I slightly modified your script to print more things and cleaned up the use of b which is weirdly shared between batch elements in your script.

from __future__ import division
from __future__ import print_function
from __future__ import absolute_import

# pytorch 0.4.1

import pdb
import time
import os,sys

import torch
import torch.nn as nn

dtype = torch.float
device = torch.device("cuda")

class TEST(nn.Module):
  def __init__(self):
    super(TEST, self).__init__()
  def forward(self, A, b):
    torch.cuda.synchronize()
    start = time.time()
    X, _ = torch.gesv(b, A)
    torch.cuda.synchronize()
    print("Device: {}. Runtime: {}.".format(torch.cuda.current_device(), time.time()-start))
    return X


if __name__ == '__main__':

  device_string = "0, 1"
  batch_size = 20

  print("""Running with device_string: "{}" and batch_size: {}""".format(device_string, batch_size))

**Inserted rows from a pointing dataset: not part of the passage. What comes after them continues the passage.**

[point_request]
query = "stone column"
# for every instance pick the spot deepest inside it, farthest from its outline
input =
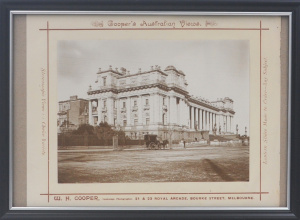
(140, 110)
(119, 106)
(198, 112)
(173, 110)
(196, 118)
(151, 110)
(99, 109)
(178, 111)
(90, 113)
(110, 111)
(212, 121)
(169, 109)
(193, 118)
(201, 119)
(226, 123)
(128, 110)
(204, 119)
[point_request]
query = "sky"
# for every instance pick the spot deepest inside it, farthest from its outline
(213, 68)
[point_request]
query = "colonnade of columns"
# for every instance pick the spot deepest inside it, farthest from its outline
(201, 119)
(179, 112)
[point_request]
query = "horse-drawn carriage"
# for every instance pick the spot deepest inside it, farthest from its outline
(152, 142)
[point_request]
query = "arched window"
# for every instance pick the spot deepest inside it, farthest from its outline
(164, 119)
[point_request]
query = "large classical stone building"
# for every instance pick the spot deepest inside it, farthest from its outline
(156, 102)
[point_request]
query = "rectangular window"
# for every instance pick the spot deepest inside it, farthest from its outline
(104, 81)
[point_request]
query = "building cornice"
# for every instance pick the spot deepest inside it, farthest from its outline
(137, 74)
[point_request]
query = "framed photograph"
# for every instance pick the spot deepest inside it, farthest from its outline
(149, 110)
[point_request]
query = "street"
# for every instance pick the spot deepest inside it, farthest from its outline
(193, 164)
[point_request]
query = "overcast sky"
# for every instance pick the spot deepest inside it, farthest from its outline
(214, 69)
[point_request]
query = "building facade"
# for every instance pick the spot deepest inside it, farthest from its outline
(156, 102)
(72, 112)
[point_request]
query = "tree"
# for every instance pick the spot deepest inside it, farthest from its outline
(83, 129)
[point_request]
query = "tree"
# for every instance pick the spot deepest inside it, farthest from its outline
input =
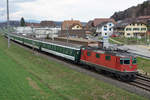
(22, 22)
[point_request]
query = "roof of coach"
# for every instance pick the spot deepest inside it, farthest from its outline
(70, 45)
(117, 52)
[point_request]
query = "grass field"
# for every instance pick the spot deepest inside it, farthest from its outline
(25, 76)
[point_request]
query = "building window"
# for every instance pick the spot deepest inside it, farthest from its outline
(105, 28)
(108, 58)
(143, 29)
(88, 53)
(135, 29)
(97, 55)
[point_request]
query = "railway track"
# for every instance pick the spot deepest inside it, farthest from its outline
(129, 87)
(142, 82)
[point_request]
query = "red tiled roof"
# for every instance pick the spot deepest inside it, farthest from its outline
(98, 21)
(69, 23)
(33, 24)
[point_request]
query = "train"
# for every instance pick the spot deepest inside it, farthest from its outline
(122, 65)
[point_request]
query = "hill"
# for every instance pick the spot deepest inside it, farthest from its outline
(133, 12)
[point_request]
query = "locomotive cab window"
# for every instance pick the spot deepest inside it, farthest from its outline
(125, 61)
(97, 55)
(88, 53)
(134, 61)
(108, 58)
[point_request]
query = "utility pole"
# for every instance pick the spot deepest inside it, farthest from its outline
(67, 33)
(8, 23)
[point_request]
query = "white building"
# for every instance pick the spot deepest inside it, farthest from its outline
(105, 29)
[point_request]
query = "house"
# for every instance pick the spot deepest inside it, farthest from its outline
(102, 26)
(135, 29)
(33, 25)
(131, 28)
(47, 24)
(105, 28)
(98, 21)
(71, 25)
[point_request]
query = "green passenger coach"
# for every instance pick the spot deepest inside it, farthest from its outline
(65, 50)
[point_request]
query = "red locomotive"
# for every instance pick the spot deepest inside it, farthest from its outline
(120, 64)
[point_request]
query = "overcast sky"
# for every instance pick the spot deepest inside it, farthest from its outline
(60, 10)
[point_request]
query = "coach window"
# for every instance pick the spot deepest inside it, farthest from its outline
(97, 55)
(108, 58)
(88, 53)
(134, 61)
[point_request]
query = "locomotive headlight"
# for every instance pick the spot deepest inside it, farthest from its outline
(130, 66)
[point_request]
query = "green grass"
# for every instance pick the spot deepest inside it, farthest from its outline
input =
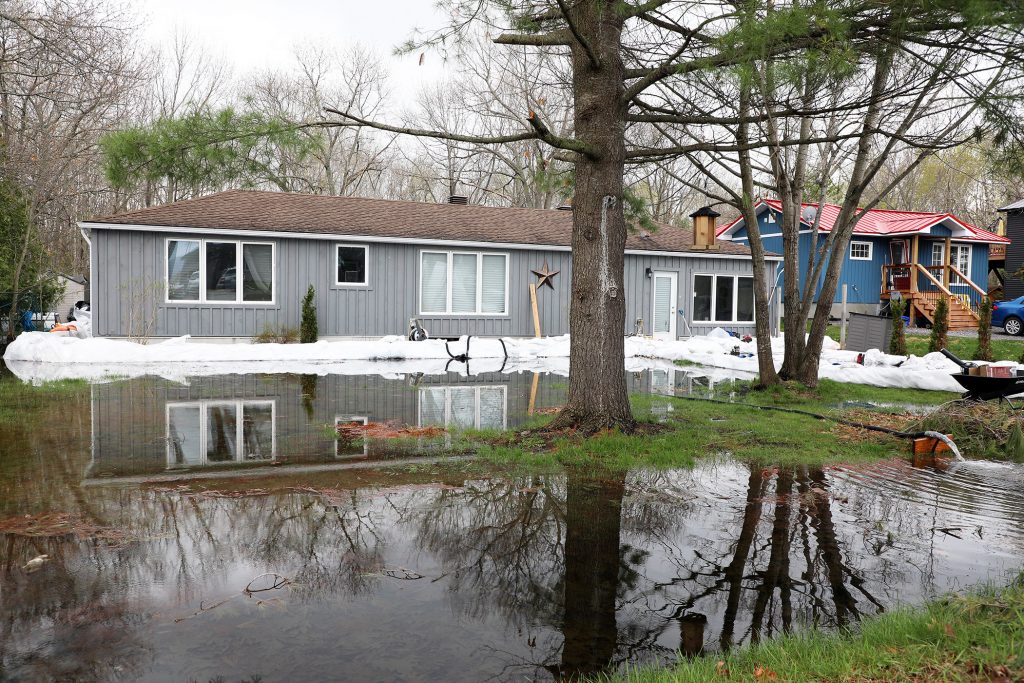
(689, 430)
(23, 403)
(975, 637)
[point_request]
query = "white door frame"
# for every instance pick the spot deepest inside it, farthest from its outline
(674, 301)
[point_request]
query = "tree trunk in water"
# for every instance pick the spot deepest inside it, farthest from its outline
(593, 519)
(16, 279)
(597, 394)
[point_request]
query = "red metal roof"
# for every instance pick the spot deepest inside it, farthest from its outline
(888, 223)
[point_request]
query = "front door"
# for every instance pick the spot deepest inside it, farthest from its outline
(664, 315)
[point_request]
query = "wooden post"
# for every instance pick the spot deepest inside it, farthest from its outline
(537, 312)
(914, 262)
(842, 326)
(532, 394)
(946, 256)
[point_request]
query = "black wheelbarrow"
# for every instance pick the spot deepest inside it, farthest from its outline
(980, 387)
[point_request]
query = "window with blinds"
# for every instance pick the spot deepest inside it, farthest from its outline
(463, 283)
(219, 271)
(723, 299)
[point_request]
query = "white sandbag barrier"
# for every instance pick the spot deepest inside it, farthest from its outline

  os.environ["CUDA_VISIBLE_DEVICES"] = device_string

  A = torch.rand(batch_size, 1024, 1024, device=device, dtype=dtype)
  b = torch.rand(batch_size, 1024, 1)

  model = TEST()
  model = nn.DataParallel(model).cuda()

  for _ in range(10):
    z = model(A, b)

This is what I get for different devices:

$ python tmp.py 
Running with device_string: "0, 1" and batch_size: 20
Device: 0. Runtime: 0.983064889908.
Device: 1. Runtime: 1.21471691132.
Device: 0. Runtime: 0.122294902802.
Device: 1. Runtime: 0.263245105743.
Device: 0. Runtime: 0.113092899323.
Device: 1. Runtime: 0.26281785965.
Device: 0. Runtime: 0.11643409729.
Device: 1. Runtime: 0.266459941864.
Device: 0. Runtime: 0.116520881653.
Device: 1. Runtime: 0.266087055206.
Device: 0. Runtime: 0.117300987244.
Device: 1. Runtime: 0.269877910614.
Device: 0. Runtime: 0.116713047028.
Device: 1. Runtime: 0.26772403717.
Device: 0. Runtime: 0.115457057953.
Device: 1. Runtime: 0.262111902237.
Device: 0. Runtime: 0.118778944016.
Device: 1. Runtime: 0.26965379715.
Device: 0. Runtime: 0.116364955902.
Device: 1. Runtime: 0.268661022186.

$ python tmp.py 
Running with device_string: "0" and batch_size: 10
Device: 0. Runtime: 0.369277954102.
Device: 0. Runtime: 0.130491018295.
Device: 0. Runtime: 0.123297214508.
Device: 0. Runtime: 0.120588064194.
Device: 0. Runtime: 0.11813211441.
Device: 0. Runtime: 0.118545055389.
Device: 0. Runtime: 0.119971036911.
Device: 0. Runtime: 0.117920875549.
Device: 0. Runtime: 0.117951869965.
Device: 0. Runtime: 0.125433921814.

$ python tmp.py 
Running with device_string: "1" and batch_size: 10
Device: 0. Runtime: 0.682589054108.
Device: 0. Runtime: 0.257436037064.
Device: 0. Runtime: 0.257730007172.
Device: 0. Runtime: 0.258300065994.
Device: 0. Runtime: 0.257426977158.
Device: 0. Runtime: 0.257858991623.
Device: 0. Runtime: 0.258059978485.
Device: 0. Runtime: 0.258193016052.
Device: 0. Runtime: 0.258168935776.
Device: 0. Runtime: 0.258305072784.

This looks correct to me: each run takes the same time when they are in DataParallel or not.

Once the sync points inside the functions are removed, you can see in the cuda profiler that both ops run at the same time:

Note that the performance drop that you might see when using dataparallel is because your need to copy stuff between gpus (when using a single GPU, no copy is done if the input is already on the right device). These are the brown bars in the timeline above and as you can see they are significant.